Entretien avec le réalisateur
Naissance d'un premier film
Le processus d'écriture du scénario a été un peu curieux : j'avais commencé à écrire ce scénario il y a presque six ans. J'avais commencé à le développer dans un atelier d'écriture avec Paula Marcovitch, mais il a fallu qu'on travaille, qu'on gagne un peu d'argent : j'ai dû le ranger au fond d'un tiroir. Bien des années plus tard, Paula m'a demandé ce qu'étaient devenus ces personnages sans âge, sans histoire précise) condamnés à survivre à un dimanche d'ennui. Je les ai alors ressortis du tiroir et on a commencé à y retravailler. Du synopsis jusqu'au tournage, nous leur avons consacré six mois.
Le tournage proprement dit s'est déroulé en cinq semaines, en un seul lieu, sans beaucoup de matériel d'éclairage en utilisant la lumière naturelle. Cela peut paraître long ; mais nous avons eu le temps de bien nous amuser et de beaucoup répéter avec les acteurs.
Un thème central : les adolescents…
Pourquoi m'intéresser aux adolescents ? Je pense que c'est une préoccupation que nous connaissons tous, comprendre cette période de l'être humain en devenir, en construction. Observer ce qui se passe à cet âge de la vie, avec les questions auxquelles on doit faire face, les doutes. Cela me semble être un centre d'intérêt tout à fait normal, même si j'en ai beaucoup d'autres !

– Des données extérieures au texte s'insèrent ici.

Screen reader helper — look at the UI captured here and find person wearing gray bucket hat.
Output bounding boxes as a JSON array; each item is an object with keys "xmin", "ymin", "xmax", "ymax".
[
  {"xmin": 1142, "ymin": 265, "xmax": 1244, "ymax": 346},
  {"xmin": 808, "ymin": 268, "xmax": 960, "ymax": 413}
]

Les personnages des ados ne m'ont pas été particulièrement inspirés par des jeunes qui m'entourent, il ne s'agit pas de portraits familiers, il n'y a rien d'autobiographique en eux, même si je retrouve des similitudes entre les deux jeunes garçons et moi. Paula Markovitch, qui m'a aidé à travailler l'écriture du scénario, insistait d'ailleurs pour que je ne m'identifie pas trop à eux, qu'ils ne deviennent pas les alter ego, parce que cela m'aurait empêché alors de les punir, de jour à fond le jeu de la comédie. Si tu les estime trop, tu n'as pas envie qu'il leur arrive quelque chose de mauvais !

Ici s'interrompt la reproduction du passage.